Peter makes it clear that he is not talking about people who were never saved. He is talking about people who had “escaped the defilements of the world through the knowledge of our Lord and Savior Jesus Christ,” but are “again entangled in them and overcome.” Peter says that if a person is delivered from sin and then entangled in sin again, “the last state has become worse for them than the first.”
These false teachers promise freedom, but their teaching results in themselves and their hearers being enslaved to their passions.
Standing Firm
But just because it is possible to fall away and suffer condemnation, does not mean most will suffer that fate. It is possible to focus so much attention on Peter’s warning about falling away that we completely miss his hope that his readers will stand firm.
Peter tells his audience they will always remain in a right relationship with God if they are diligent to increase in qualities like:
Faith
Virtue
Knowledge
Self-control
Steadfastness
Godliness
Brotherly affection
Love
He certainly doesn’t give them the impression they could accidentally fall away from God at any moment. Falling away is what happens to Christians who stop resisting and struggling with sin and just totally give themselves over to their appetites. Peter assures them if they practice things like self-control, brotherly kindness, love, etc. they will “never fall.”
The Day of the Lord
In the midst of his warnings about what will happen to the wicked and ungodly, Peter describes what might be called the destruction of the world. At first glance, it might seem Peter is contradicting Jesus who says the meek will inherit the earth (Matthew 5:5) and Paul who says the descendants of Abraham will inherit the world (Romans 4:13). Peter, on the other hand, talks about things being burned with fire. However, I certainly do not believe Peter is contradicting Jesus, Paul, or the Old Testament prophets (who promised the earth would be filled with the knowledge and the glory of God).
To understand Peter’s argument, you have to understand he is saying that this world we live in now is not the first world to exist; there was a world that existed before this world. However, “the world that then existed was deluged with water and perished.” Obviously, the fact that the pre-flood world “perished,” does not mean it was annihilated from existence. It means that after the flood, the whole world was different, changed, and transformed. That old world was gone and a new world took its place.
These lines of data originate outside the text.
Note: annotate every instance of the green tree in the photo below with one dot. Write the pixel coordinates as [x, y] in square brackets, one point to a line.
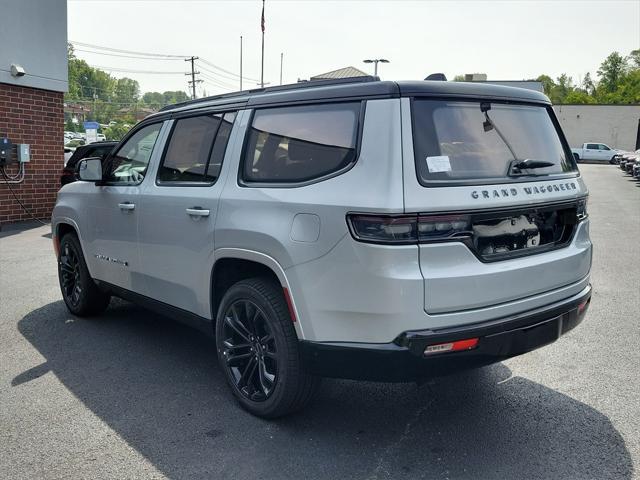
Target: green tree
[547, 84]
[153, 99]
[629, 88]
[634, 58]
[587, 84]
[611, 72]
[578, 96]
[127, 90]
[117, 131]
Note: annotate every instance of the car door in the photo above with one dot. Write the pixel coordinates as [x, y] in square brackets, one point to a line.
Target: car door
[179, 209]
[592, 151]
[604, 152]
[113, 210]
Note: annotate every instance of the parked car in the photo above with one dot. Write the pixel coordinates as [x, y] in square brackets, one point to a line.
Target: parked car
[348, 228]
[628, 157]
[598, 152]
[98, 149]
[68, 152]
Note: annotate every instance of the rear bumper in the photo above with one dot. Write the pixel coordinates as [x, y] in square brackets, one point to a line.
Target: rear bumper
[403, 359]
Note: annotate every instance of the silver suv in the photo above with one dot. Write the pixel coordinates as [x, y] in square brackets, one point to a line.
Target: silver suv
[358, 229]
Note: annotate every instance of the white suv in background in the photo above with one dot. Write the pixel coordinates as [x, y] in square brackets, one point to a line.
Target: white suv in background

Peter says the world that exists now is awaiting a similar event to the flood. Notice as you read this chapter, Peter doesn’t just focus his attention on the “earth,” but also on the “heavens.” In fact, he gives far more attention to the “heavens” and the “heavenly bodies” than the earth itself. Peter doesn’t actually say the earth will be burned up or pass away, but that the sky (or “heavens”) will be burned up and pass away. The earth itself will simply be “exposed.”
Currently, it is like there is a veil that separates the visible world from the invisible world, but on the “day of the Lord,” that veil will be dissolved with fire and all of the evil deeds people are doing on the earth will be exposed to the light of God’s judgment. We might think of it like a giant curtain being torn away so the One who is behind the curtain can come through and deal with everything on this side.
New Heavens and New Earth
Peter says that after “the day of the Lord,” the righteous will receive a “new heavens and a new earth.” This is the moment for which we are all waiting. In this new creation, Peter says, “righteousness dwells.” After the ungodly and all of their works are destroyed, the only thing left will be righteousness.
The things Peter wrote here, of course, are right in line with everything Jesus, the other apostles, and the prophets have said about the resurrection and the “age to come.” Peter isn’t saying the physical universe will cease to exist and we will all live in some non-physical realm. There isn’t even a hint of such a thing in his words. He simply says the world after the day of the Lord will be “new” in the same way the world after the flood was “new.”
I believe the new heavens and new earth will be a changed and transformed version of the old in the same way our resurrection bodies will be a changed and transformed version of the old. In Romans 8, Paul said the creation itself will “be set free from its bondage to corruption and obtain the freedom of the glory of the children of God” (Romans 8:21). The creation will no longer be subject to decay or corruption. Like our mortal bodies, the creation will be redeemed (Romans 8:23).
This is our hope. This is our confident expectation. The evil and wickedness that carry on day-after-day will not always exist. Justice will be served and God’s people will be rescued. God only delays so that even more people might be saved.